Here are just a few things coming up next month that have nothing to do with the Mill Valley Film Festival.
October 12 – 29, 2017; no screenings Mondays, Tuesdays, or Wednesdays
SFFilm is calling this annual selection of classic and new films a series, but by my definition, it’s a festival. It earns that title because you can spend a whole day (at least on weekends), watching movie after movie, and none of those movies will be playing at the local multiplex.

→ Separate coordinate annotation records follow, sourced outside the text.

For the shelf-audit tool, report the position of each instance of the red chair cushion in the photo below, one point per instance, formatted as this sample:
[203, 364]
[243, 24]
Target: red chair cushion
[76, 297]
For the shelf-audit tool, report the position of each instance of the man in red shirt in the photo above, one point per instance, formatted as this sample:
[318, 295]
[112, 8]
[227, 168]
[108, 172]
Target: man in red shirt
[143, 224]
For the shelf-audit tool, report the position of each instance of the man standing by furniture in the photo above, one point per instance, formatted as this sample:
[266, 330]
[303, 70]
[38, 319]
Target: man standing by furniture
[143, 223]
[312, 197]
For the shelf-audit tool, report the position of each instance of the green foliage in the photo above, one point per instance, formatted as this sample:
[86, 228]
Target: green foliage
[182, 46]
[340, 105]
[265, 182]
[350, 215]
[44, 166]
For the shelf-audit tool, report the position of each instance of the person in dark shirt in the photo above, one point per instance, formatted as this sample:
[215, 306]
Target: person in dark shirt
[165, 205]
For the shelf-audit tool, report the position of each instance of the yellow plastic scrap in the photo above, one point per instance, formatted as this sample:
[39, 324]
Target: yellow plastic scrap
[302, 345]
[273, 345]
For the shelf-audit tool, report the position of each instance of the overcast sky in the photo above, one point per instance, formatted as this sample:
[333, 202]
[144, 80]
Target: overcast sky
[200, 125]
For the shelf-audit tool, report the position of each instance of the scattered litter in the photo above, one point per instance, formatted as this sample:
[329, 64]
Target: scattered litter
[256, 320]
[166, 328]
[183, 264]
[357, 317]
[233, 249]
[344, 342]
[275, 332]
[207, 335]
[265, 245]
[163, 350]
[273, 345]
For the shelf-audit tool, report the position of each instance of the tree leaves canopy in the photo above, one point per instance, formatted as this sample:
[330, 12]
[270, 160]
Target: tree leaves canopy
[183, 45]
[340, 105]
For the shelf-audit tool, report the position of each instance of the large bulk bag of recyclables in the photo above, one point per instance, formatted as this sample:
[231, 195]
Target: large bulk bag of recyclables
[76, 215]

This year, Modern Cinema focuses on director Todd Haynes and his producing partner, Christine Vachon. In addition to a selection of their shorts, SFIFF will screen seven Haynes features: Poison, Velvet Goldmine, Safe, Mildred Pierce, Far from Heaven, his Bob Dylan tribute I’m Not There (which I didn’t care for much), and his latest, Wonderstruck, which will already be in multiplexes when it screens at Modern Cinema.
They’re also screening two movies from the bad boy of ’70s cinema, Nicolas Roeg: Performance, which was weird even in 1970, and Bad Timing: A Sensual Obsession. Also popping up twice: Alfred Hitchcock, with one of his best and most popular thrillers, Strangers on a Train, and one of his most sadly overlooked, The Wrong Man.

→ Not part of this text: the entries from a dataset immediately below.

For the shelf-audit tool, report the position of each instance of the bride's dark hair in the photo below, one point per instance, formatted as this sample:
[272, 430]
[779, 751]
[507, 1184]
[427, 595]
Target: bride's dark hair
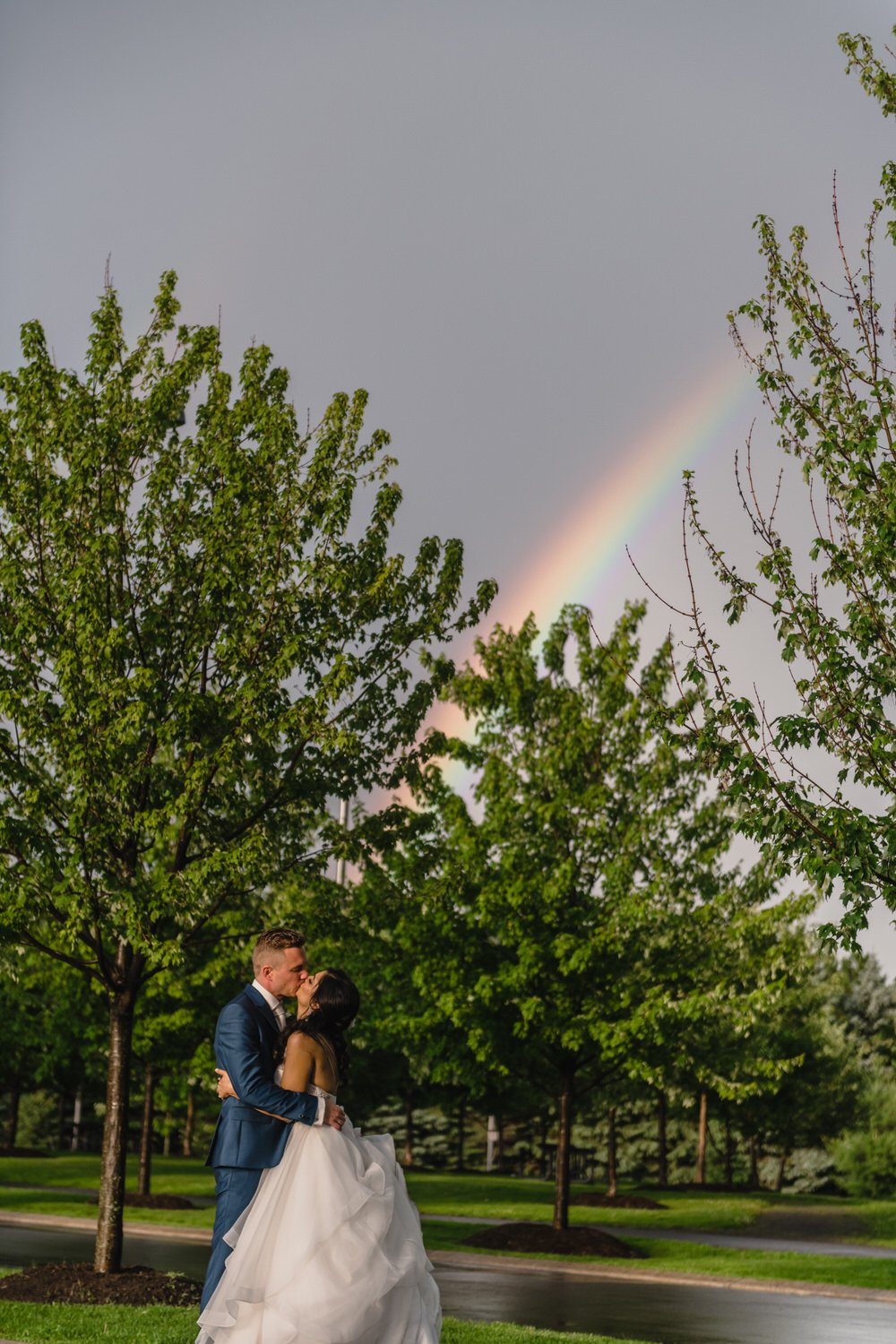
[338, 1002]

I can enthusiastically recommend several other films on the program. These include Cabaret, Boys Don’t Cry, Heavenly Creatures, Alice’s Restaurant, and the closing-night film, The Night of the Hunter.
Coming up at the Castro
Programmer Elliot Lavine will take over the Castro every Monday in October for his annual series I Wake Up Dreaming. For this series, Lavine finds and screens rare films from the edge of noir. Eight of the 11 films screened will be projected from 35mm studio archival prints.
Out of those eleven, I’ve seen and can recommend The Manchurian Candidate (1962 version; you can read my Blu-ray review), Invasion of the Body Snatchers (1956 version), and Samuel Fuller’s The Crimson Kimono. The others? Well, I’m definitely curious.
The Manchurian Candidate
Some other Castro offerings, most of which are October-appropriate.

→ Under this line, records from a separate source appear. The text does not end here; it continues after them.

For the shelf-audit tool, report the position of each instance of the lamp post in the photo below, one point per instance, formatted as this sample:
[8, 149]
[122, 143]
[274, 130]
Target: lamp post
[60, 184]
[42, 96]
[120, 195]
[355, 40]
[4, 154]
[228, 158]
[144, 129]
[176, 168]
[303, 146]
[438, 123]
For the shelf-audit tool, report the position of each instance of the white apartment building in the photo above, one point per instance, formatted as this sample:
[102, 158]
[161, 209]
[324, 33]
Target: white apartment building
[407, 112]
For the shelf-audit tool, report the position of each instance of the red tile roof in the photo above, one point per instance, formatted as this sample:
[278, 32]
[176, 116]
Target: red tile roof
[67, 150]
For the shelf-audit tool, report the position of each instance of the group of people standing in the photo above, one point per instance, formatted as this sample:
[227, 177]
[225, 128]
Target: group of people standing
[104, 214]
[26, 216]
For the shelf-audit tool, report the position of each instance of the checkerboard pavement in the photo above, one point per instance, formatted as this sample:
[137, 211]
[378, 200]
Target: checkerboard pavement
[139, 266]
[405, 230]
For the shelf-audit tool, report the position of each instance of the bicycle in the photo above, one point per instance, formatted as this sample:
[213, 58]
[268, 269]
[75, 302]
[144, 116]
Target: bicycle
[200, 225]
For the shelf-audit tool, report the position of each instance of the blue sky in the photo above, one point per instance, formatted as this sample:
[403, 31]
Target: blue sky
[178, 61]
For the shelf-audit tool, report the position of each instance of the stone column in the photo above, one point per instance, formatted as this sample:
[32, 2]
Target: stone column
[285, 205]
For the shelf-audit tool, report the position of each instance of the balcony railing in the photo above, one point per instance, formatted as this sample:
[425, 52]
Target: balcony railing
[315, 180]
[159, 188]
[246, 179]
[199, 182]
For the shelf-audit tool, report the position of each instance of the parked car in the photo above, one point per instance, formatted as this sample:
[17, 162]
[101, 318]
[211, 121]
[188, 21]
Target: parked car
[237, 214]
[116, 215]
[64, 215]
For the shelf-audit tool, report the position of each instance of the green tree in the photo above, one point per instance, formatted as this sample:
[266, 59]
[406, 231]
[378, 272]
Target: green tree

October 8: Jaws & Creature from the Black Lagoon (in 3D). These movies have surprisingly similar stories. I actually saw this very double bill at the UC Theatre, probably in the late 1970s. Back then, they screened Creature in a horrible, anaglyph 3D print. This time, the Castro will use modern, digital, DCP-based 3D. Believe me, this will look closer to the original, 1954, dual-35mm experience than anything that requires red and green glasses.
October 15: Frankenstein, Bride of Frankenstein, & Son of Frankenstein. The first three talkie Frankenstein movies, and the only ones starring Boris Karloff as the monster. They’re all fun, but Bride is the masterpiece of the group.
October 25: Touch of Evil & The Trial. Two by Orson Welles. I love Touch of Evil; I don’t care much for The Trial.
October 26: Aliens. A sequel better than the original, and I hope they’ll screen the director’s cut. One a double bill with something called Near Dark.